The Bush administration no longer sets the agenda in Iraq, in fact, and hasn’t for at least two years. The watershed came in November 2003 when there was a dramatic spike in U.S. casualties and Washington suddenly scrambled together a policy for transferring sovereignty back to Iraqis instead of pocketing it indefinitely for the Pentagon and the oil companies, as originally intended. The American invasion, which was supposed to be proactive, has led to an occupation that is entirely reactive, and it’s clear—or ought to be—that the castles in the air constructed by Wolfowitz and his friends have been blown away by facts on the ground.

There’s certainly evidence that that’s the case. Ahmad Chalabi, who is almost certainly an Iranian ally of some sort—if only a temporary ally—and may well become prime minister in December elections, has already suggested a tentative deadline for withdrawal, telling Congress that 2006 should be a “period of significant transition” for the United States, echoing language in a recent Senate defense bill. Moqtada al-Sadr is uniting Sunni and Shiite radicals in Iraq in support of U.S. withdrawal. The Pentagon even has a plan to do so, if necessary, drawing down to about 80,000 troops by 2006. (On the other hand, maybe Chalabi won’t be prime minister after all: polls show that Ibrahim Jaaferi, who seems to want the U.S. to stay, is still pretty popular.)
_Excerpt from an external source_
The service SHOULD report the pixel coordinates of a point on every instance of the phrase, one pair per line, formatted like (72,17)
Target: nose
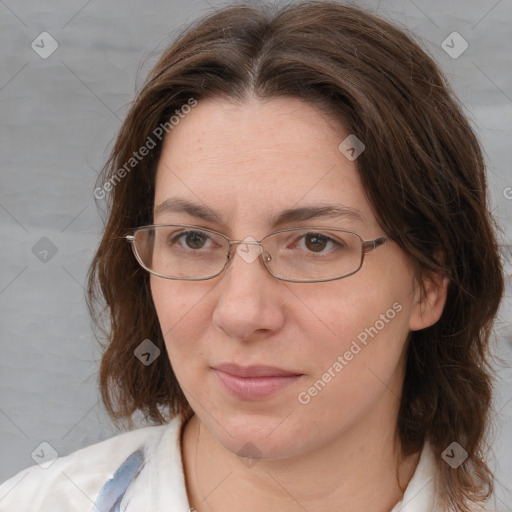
(250,302)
It’s hard to say what the end result would be of a forced drawdown plus the pro-Iranian Shiites “consolidat[ing] their hold on the southern three fourths of the country.” Chaos, probably. War, maybe. Ezra Klein argues that if the United States got out in front on this and pre-empted the Shiites by withdrawing before said consolidation happened, it would force Chalabi and his belligerent Shiite allies to play nice with the Sunni insurgency. That’s certainly possible. On the other hand, a troop drawdown could just as easily spur each and every Iraqi party to panic, grab whatever gun or armed ally they can find, and make war more, rather than less, likely. Sabrina Tavernise reports today that already “20 cities and towns around Baghdad are segregating” by sect, an ominous sign. Trying to predict how Iraqis will react to our future American actions seems pretty dubious. It’s much safer to predict that whenever the troop drawdown comes, it will be conducted no less incompetently than every other aspect of the war so far.